Swordsman of Mana said:


> hmm, I've only played KH1 and parts of KH2, but from what you say, he's clearly different later in the game
> I typed him as 8w9 because
> - I saw the central them of his character as pursuing power at the cost of the "light"/his humanity
> - being consumed by darkness is also somewhat of an 8 thing, just that the 8 would probably not perceive it that way. Riku's initial response is "what's the big deal? it's just a little darkness"
> ...


I can see where you're coming from. I'll need to check out the KH wiki and some videos to see what type he really is.


----------



## Swordsman of Mana (Jan 7, 2011)

leadintea said:


> I can see where you're coming from. I'll need to check out the KH wiki and some videos to see what type he really is.


okay
while I'm at it, a few more points to consider
- Riku seems much more focused than a 4. or at least, the nature of his focus is more 8-like. 
- Riku does have a dark personality, but I don't see any of the sensitivity, focus on his flaws/defectiveness or expressiveness that characterize 4s. 
- in the beginning of the first game, he is fixated on escaping the island. he feels trapped and wants to expand. granted, any type could feel this, but it's a particularly strong urge in 8s and 7s
- Riku's character is more solid and take charge; whereas I tend to picture 4s as more limbic
- I thought the reason he was ashamed in KH2 was more along the lines of "what have I done? I indulged my lust for power and hurt people important in my life" which sounds to me like an 8 using observing ego and getting a self awareness bitch slap

PS: good call on Cid. totally 8w7 Sp/Sx


----------



## leadintea (Nov 22, 2011)

Swordsman of Mana said:


> okay
> while I'm at it, a few more points to consider
> - Riku seems much more focused than a 4. or at least, the nature of his focus is more 8-like.
> - Riku does have a dark personality, but I don't see any of the sensitivity, focus on his flaws/defectiveness or expressiveness that characterize 4s.
> ...


That makes a lot of sense. He could be an 8w9.


----------



## Kito (Jan 6, 2012)

Riku's definitely not in touch with his emotions enough to be a 4. And yeah, he lusted for power and adventure and went way too far in doing that. He's not quite aggressive enough for the 8w7 persona, though.


----------



## Krelian91 (May 2, 2012)

And there I was, ready to contribute with the types of all the Xenogears/saga charactes, but you already added almost everyone of them. ;_;

Trails in the Sky
Estelle Bright 7w6 so/sx (or 6w7, not 100% sure)
Joshua Bright 1w2 sx/so
Scherazard Harvey 4w3 sx/so
Olivier Lenheim 7w6 sx/sp
Kloe Rinz 2w1 so/sx
Tita Russell 6w5 so/sp
Agate Crosner 8w7 sx/so (Seriously, he's THE 8w7 XD)
Zin Vathek 3w2 sp/so
Cassius Bright 3w4 so/sp
Alan Richard 8w9 sx/so
Josette Capua 6w7 sx/so
Julia Schwarz 1w9 so/sp

Will soon contribute with the Radiant Historia characters the moment I finish it.
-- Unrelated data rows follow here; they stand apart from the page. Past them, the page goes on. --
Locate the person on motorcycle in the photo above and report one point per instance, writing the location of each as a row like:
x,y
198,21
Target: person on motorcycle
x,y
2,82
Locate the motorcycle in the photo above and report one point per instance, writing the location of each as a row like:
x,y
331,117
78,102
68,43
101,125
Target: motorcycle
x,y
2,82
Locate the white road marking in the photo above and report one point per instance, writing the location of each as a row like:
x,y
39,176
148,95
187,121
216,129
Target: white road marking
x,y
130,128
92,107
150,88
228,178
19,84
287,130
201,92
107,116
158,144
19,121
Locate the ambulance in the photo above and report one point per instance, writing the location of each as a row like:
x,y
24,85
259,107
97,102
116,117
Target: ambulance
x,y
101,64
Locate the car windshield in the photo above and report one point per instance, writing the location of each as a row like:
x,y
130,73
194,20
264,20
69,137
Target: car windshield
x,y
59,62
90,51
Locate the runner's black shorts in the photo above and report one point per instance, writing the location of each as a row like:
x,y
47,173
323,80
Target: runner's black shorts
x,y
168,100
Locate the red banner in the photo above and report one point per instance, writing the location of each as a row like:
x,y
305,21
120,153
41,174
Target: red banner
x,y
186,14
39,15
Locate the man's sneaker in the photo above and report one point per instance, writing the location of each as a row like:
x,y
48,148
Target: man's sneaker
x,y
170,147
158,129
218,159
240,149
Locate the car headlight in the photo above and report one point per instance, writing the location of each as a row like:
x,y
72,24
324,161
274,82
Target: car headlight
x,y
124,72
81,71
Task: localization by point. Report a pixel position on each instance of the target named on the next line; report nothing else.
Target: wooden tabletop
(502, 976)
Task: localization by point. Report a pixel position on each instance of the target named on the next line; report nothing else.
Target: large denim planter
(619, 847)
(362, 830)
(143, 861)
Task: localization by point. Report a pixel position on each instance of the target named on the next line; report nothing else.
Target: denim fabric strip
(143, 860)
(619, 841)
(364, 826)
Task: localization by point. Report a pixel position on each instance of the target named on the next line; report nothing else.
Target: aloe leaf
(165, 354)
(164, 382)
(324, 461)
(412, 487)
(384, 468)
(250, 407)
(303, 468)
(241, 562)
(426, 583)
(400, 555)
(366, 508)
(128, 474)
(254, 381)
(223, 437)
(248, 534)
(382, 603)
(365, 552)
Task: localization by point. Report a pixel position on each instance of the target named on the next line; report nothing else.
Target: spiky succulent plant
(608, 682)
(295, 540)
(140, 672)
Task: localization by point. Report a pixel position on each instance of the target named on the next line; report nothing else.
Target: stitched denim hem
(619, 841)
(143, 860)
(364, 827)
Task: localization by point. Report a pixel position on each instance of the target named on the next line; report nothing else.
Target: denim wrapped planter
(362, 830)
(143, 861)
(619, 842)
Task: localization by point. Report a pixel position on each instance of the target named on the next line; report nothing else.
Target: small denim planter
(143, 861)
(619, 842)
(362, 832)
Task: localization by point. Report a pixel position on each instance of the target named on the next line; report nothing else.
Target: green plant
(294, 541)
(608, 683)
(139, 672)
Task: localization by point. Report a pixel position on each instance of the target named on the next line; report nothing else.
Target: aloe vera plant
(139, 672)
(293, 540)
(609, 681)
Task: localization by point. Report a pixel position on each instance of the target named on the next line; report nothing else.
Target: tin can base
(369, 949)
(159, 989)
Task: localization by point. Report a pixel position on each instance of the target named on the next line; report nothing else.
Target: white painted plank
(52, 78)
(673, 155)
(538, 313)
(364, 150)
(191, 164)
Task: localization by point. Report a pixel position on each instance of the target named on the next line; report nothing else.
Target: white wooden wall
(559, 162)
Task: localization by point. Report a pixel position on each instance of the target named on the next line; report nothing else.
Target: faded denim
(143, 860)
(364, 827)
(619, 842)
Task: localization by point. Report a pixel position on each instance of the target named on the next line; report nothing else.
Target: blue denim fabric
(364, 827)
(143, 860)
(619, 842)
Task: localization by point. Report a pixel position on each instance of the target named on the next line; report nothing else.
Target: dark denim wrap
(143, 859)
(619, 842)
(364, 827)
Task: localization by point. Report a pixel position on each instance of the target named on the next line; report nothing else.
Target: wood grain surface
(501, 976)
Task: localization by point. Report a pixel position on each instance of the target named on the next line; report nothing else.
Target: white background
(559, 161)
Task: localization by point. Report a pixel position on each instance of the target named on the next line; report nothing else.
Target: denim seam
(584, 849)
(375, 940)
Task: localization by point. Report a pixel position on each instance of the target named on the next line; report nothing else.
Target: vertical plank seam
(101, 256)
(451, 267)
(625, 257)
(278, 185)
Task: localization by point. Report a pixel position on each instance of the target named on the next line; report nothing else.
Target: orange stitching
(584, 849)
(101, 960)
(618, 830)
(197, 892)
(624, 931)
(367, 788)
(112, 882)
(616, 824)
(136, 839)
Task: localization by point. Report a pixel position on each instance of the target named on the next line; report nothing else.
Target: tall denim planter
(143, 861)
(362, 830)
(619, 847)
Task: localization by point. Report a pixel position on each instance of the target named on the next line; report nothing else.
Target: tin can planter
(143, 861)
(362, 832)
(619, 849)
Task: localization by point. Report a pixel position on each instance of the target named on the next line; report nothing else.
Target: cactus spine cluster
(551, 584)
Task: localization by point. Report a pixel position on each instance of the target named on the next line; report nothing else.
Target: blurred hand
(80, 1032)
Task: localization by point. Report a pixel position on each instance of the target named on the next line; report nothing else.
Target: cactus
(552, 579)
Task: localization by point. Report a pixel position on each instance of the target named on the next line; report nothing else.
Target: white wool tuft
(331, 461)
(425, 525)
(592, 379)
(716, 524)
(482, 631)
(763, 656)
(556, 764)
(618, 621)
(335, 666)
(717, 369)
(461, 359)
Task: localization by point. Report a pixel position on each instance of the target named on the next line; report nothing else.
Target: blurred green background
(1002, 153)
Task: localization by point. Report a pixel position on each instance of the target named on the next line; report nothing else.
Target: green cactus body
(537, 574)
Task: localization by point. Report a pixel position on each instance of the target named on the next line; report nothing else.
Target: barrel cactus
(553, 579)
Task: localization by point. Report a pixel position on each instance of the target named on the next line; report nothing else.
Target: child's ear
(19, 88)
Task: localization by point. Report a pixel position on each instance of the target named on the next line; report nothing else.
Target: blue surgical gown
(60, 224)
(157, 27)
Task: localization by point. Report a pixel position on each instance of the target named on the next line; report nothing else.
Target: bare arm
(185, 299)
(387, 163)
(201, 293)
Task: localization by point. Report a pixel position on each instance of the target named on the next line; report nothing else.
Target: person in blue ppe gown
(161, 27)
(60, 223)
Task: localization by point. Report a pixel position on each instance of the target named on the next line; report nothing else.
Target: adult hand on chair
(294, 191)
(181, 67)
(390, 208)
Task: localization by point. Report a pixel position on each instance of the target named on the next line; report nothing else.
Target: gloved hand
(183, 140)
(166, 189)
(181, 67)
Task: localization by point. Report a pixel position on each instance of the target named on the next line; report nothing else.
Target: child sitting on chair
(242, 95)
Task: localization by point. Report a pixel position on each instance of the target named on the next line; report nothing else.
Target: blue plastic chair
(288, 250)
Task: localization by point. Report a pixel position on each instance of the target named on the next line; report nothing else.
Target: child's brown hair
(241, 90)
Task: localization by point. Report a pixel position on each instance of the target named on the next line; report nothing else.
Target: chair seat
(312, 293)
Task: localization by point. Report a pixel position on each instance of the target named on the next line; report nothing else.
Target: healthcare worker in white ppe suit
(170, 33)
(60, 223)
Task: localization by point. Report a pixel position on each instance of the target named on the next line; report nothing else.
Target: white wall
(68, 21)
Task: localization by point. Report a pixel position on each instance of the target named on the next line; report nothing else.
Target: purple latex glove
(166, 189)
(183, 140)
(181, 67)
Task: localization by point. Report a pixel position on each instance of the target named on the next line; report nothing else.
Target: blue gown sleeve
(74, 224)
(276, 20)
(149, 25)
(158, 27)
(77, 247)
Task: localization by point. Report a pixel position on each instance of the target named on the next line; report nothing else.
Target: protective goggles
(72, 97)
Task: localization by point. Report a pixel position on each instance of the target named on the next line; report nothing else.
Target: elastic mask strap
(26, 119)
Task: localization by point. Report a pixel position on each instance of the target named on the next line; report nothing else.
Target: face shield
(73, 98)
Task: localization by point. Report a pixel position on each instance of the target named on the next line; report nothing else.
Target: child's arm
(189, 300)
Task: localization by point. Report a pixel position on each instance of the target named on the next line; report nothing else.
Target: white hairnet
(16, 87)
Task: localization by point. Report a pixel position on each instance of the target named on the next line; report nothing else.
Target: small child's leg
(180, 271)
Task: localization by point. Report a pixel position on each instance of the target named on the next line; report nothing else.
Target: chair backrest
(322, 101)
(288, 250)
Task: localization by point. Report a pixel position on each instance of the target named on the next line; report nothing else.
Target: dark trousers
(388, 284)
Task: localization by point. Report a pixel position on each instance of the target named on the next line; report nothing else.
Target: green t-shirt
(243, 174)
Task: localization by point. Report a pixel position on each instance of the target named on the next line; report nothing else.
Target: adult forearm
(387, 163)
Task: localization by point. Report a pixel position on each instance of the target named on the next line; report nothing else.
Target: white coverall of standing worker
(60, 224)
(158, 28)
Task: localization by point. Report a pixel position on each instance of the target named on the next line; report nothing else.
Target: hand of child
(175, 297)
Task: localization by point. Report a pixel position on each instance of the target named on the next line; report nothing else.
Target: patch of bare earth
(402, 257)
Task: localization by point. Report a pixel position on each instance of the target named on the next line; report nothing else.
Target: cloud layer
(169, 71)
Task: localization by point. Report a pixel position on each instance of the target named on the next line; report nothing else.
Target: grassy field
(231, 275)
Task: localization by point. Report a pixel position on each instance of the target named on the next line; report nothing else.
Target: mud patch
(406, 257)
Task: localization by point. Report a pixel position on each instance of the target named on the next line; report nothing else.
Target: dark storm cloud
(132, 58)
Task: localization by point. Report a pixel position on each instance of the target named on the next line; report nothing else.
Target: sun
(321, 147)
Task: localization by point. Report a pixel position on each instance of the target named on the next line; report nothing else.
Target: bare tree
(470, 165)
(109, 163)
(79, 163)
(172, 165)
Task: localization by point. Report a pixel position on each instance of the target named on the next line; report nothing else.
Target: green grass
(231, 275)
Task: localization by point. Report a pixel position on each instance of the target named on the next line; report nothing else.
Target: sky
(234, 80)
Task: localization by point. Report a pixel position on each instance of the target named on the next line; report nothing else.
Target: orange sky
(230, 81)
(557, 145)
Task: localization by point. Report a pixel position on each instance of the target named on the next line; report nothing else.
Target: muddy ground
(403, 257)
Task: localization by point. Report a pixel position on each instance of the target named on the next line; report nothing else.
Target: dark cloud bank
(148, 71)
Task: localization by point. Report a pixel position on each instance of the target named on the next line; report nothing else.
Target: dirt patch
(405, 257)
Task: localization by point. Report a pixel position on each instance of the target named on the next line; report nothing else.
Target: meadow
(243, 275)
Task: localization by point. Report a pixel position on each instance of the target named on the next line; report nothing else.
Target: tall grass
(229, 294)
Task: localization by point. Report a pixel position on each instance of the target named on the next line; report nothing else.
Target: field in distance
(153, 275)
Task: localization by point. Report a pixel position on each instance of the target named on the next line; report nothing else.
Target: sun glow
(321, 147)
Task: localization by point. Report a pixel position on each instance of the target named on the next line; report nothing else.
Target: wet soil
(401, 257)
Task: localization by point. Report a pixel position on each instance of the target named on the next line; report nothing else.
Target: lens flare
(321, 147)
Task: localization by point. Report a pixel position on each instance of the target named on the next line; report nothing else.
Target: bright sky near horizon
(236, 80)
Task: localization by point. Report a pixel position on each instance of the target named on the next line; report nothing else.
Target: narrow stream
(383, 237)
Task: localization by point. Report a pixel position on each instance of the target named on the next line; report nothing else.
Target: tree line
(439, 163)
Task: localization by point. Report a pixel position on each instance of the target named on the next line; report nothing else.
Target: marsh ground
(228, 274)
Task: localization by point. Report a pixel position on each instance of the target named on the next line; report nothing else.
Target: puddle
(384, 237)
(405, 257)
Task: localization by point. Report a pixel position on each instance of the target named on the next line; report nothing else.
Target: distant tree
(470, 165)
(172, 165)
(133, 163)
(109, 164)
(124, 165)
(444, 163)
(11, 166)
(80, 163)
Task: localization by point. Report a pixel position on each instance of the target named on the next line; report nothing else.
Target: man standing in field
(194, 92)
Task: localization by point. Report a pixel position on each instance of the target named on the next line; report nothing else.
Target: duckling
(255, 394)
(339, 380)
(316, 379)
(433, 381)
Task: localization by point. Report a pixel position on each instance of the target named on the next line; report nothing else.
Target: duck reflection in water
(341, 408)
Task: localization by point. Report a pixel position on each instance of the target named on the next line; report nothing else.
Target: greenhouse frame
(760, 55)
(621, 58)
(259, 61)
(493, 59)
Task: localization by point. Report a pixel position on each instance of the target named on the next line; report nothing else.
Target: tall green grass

Also, I agree with Riku being a 8w9 ^^

(Btw, I think Zanza is actually a 3w2 ^^)


----------



## koalaroo (Nov 25, 2011)

I might be willing to help with some of this when I get home.


----------



## Swordsman of Mana (Jan 7, 2011)

@leadintea
my comment on another thread about your Si and Te being asleep was clearly wrong. your style of coming to conclusions is unusually deductive for an INFP


----------



## leadintea (Nov 22, 2011)

I've updated the site with videos of several characters. I decided that it was better to actually add videos to the characters I knew and make the site a viable tool for viewing enneatypes of video game characters rather than trying to get a huge list of characters I didn't know and make the site worthless for a good while as I compiled the list. But still, if any of you have more characters, please let me know. Your help will be most appreciated!


----------



## PisceanReve (Jun 2, 2011)

Swordsman of Mana said:


> Kingdom Hearts
> - Sora: 7w6 So/Sx
> - Kairi: 7w6 Sx/Sp
> - Riku: 8w9 Sx/Sp
> ...


My thoughts:

Sora: 2w1
Riku: 6w5 (counterphobic) (we already discussed this one lol)
Kairi: 2w1 like Sora, but I'm less sure about her type
Donald: 1w2 (yep)
Goofy: 2w1 oh look another one once again I'm not sure but I really can't see 6 phobic or counterphobic
@Kito
I agree with all of them!


----------



## Swordsman of Mana (Jan 7, 2011)

PisceanReve said:


> My thoughts:
> Sora: 2w1


no, pure 7



> Riku: 6w5 (counterphobic) (we already discussed this one lol)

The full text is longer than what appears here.